Friday, May 16, 2014

Thesis Festival: Lucy at Dell'Arte with Rope and Soup Bowl



Towards the end of their final year, Dell’Arte International School MFA candidates are asked, “what are you compelled by?” For 10 weeks they work in groups to create the pieces that answer that question, according to the school’s director Ronlin Foreman. Then they begin the process of developing these pieces in front of audiences in the yearly Thesis Festival, which is on the Carlo Theatre stage for its second and final weekend beginning Thursday May 22 [2014].

 There are three pieces in this year’s festival, but because of this ongoing process they may be markedly different this weekend than they were in the performances I saw on opening night.

 The stage was a billowing expanse of white fabric with what looks like a much-enlarged bowl from a genteel set of dinnerware in the center. In the bowl were three figures: Declan (Andrew Eldridge), Samantha (Allie Menzimer) and Frank (Emily Newton), the characters and cast of That Sinking Sensation: A Tragicomedy.

 Frank wears a dress but sounds like a man (so he needs lipstick to match his five o’clock shadow, Samantha suggests) and he tells jokes like a cigar-chomping vaudeville comedian. He opened with a nightmare about being inundated in tomato soup. Samantha is a Southern Gothic character whose monologues concerned sickness and death. Declan, outfitted as a bellhop or a classic hotel elevator operator, was silently in charge of the sight gags.

 These three characters “in the soup” combine physical comedy/vaudeville bits with the struggle to cope with existential confinement found in Samuel Beckett plays, or the work of the absurdist playwright Samantha named but dubiously identified as postmodern: Ionesco.

 Through the Seams by Jerome Yorke, Darci Fulcher and Billy Higgins, includes Dell’Arte alums Ruxy Cantir and Grace Booth in the cast. It presented some striking imagery (characters pulling or being pulled by long ropes) in an ambience of darkness and pain, but any narrative intent escaped me completely. Mood, makeup and movement were the abiding impressions.

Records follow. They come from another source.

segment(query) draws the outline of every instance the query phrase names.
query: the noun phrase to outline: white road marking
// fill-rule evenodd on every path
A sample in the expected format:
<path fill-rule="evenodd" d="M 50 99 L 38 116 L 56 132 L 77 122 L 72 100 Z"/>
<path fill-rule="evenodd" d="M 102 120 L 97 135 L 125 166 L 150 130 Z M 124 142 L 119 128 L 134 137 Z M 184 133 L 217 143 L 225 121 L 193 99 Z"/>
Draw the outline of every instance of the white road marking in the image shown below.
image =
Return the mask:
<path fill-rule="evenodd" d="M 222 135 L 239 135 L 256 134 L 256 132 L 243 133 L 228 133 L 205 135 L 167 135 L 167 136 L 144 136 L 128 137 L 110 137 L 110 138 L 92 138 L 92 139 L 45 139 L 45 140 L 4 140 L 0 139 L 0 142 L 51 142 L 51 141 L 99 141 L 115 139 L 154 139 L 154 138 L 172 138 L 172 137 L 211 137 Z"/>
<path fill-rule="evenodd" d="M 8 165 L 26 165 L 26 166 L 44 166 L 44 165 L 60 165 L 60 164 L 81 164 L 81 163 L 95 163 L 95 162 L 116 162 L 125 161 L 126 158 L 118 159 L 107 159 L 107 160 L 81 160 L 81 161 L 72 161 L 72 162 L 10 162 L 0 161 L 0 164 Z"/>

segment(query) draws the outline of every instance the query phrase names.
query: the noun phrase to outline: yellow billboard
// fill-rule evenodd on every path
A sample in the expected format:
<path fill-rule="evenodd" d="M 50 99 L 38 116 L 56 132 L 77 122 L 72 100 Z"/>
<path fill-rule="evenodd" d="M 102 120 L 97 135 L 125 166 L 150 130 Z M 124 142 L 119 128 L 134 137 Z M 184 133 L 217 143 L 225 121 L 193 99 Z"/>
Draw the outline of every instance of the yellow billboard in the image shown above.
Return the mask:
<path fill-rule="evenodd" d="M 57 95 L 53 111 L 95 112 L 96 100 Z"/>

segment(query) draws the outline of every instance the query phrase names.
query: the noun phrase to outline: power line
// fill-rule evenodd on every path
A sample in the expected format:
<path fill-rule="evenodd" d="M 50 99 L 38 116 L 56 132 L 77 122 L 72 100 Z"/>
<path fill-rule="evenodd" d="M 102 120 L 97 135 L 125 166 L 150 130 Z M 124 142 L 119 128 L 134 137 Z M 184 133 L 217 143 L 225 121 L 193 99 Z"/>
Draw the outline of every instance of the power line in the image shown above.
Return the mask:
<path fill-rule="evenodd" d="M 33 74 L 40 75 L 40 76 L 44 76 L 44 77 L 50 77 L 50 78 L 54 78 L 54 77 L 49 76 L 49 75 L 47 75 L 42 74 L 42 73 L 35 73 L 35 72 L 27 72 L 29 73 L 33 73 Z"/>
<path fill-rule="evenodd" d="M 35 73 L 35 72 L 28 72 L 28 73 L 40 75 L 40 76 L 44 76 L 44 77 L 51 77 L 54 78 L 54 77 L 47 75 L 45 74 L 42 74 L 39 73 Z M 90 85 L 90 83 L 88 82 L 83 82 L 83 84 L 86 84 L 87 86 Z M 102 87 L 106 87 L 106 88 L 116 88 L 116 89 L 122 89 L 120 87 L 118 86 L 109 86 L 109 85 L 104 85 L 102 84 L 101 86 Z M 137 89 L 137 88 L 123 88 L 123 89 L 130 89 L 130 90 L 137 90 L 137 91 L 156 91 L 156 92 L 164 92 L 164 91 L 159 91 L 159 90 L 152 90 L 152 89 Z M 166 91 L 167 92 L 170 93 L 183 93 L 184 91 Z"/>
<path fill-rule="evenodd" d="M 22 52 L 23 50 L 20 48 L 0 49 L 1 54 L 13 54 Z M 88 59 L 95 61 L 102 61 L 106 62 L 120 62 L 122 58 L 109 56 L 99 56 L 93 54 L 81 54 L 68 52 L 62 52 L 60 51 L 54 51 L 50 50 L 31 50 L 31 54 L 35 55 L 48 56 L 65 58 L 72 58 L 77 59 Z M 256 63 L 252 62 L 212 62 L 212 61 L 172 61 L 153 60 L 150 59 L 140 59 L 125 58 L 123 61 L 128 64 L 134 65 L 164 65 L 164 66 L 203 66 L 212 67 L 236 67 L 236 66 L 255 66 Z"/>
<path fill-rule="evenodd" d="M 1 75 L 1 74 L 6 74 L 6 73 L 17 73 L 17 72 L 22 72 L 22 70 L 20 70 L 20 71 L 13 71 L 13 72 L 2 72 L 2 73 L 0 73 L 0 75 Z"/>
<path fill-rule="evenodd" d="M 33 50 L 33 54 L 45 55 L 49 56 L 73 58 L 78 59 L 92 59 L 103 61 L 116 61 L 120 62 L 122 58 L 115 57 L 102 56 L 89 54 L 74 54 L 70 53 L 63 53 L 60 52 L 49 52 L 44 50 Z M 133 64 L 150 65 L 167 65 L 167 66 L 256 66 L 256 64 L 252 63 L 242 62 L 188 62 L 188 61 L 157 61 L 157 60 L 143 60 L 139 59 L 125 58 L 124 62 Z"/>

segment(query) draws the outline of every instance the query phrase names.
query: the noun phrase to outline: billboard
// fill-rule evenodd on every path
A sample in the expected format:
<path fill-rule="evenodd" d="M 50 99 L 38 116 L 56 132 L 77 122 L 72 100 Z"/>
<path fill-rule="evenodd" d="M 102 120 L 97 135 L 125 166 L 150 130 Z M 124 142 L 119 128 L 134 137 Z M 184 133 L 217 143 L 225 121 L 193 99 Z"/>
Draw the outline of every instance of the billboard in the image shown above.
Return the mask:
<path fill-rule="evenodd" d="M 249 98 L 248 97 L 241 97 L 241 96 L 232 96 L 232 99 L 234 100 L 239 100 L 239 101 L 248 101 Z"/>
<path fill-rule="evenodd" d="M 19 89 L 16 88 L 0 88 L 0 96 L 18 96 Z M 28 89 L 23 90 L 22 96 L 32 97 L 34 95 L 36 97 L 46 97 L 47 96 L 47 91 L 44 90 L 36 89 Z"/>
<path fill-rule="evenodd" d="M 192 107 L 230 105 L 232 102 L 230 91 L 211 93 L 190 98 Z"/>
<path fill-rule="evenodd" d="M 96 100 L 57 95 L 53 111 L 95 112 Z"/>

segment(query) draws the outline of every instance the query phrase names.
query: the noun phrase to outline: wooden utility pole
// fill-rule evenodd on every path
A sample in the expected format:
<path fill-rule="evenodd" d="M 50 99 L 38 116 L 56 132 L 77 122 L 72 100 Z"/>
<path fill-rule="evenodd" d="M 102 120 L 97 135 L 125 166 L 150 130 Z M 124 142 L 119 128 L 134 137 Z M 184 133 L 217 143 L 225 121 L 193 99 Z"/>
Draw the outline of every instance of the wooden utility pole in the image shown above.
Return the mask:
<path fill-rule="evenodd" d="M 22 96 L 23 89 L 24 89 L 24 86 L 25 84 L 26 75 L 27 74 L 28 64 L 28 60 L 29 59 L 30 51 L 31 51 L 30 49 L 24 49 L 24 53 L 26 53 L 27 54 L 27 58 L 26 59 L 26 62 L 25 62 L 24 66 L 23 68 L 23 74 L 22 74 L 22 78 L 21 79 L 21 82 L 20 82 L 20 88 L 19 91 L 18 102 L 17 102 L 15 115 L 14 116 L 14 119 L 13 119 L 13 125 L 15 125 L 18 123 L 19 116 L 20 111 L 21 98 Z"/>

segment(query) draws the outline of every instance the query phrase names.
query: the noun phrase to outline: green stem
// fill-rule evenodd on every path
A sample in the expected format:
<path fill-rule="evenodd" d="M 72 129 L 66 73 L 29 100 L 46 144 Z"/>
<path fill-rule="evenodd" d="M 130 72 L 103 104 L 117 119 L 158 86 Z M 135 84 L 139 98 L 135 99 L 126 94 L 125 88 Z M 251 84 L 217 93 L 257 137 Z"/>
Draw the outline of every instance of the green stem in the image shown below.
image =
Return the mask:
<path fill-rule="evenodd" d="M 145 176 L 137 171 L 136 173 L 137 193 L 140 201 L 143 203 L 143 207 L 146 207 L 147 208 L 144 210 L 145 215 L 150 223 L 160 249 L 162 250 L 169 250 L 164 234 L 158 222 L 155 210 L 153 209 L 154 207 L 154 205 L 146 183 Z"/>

 Apart from demonstrating physical theatre skills, these two pieces had the virtues of the experimental, confounding expectations while combining the allusive and the elusive. That Sinking Sensation had the additional advantage of being funny, so the narrative ambiguity was less imposing. They were works-in-progress, seeking definition as well as successful moments with that indelible edge of surprise.

 But between these two pieces on the program was ‘Night Mother: A Comedy, created by and featuring Ariel Lauryn and Lucy Shelby. It had the clear unfolding narrative of a play—and a hit play at that.

 Shelby plays Blanche, an actress apparently still living in her hometown whose major triumph is starring in commercials for a car insurance company. Lauryn is Stella, her friend from grade school who is a more conventionally successful actress in New York.

 Stella believes she’s been invited to Blanche’s apartment for a catching-up drink, but arrives to find that Blanche has organized a reading of Marsha Norman’s two-character drama, ‘night, Mother as a kind of audition.  In the audience are Stella’s producer and just about everyone they know in common from school days and beyond.  Their relationship, as flavored by their past involvement with these audience members, fuels a hilarious verbal and physical romp.

 Lucy Shelby is well-named—she has the comic energy of the 1950s TV Lucy, Lucille Ball. Her blond hair flying, she is the engine that pushes events further and further into madness and revelation. But her comedy also serves to create character and drive a story. Trembling with anticipation and her need to enact a fantasy of self-fulfillment, her cheerful frenzy reveals resentments and insecurities. Her attempts to escape the truths of her tangled past only result in her becoming tangled up in a costume on the floor.

 Stella is the reactive force, but Ariel Lauryn uses the subtleties of the straight man as well as understated acting skills to create a dimensional character. Her brittle calm and facade of charmed compliance turn more acerbic and then aggressive under pressure. As the outrageous and yet believable revelations mount up, the two reveal how intertwined their lives remain. That recognition resulted in an ending that, if not entirely happy, was at least ruefully exuberant.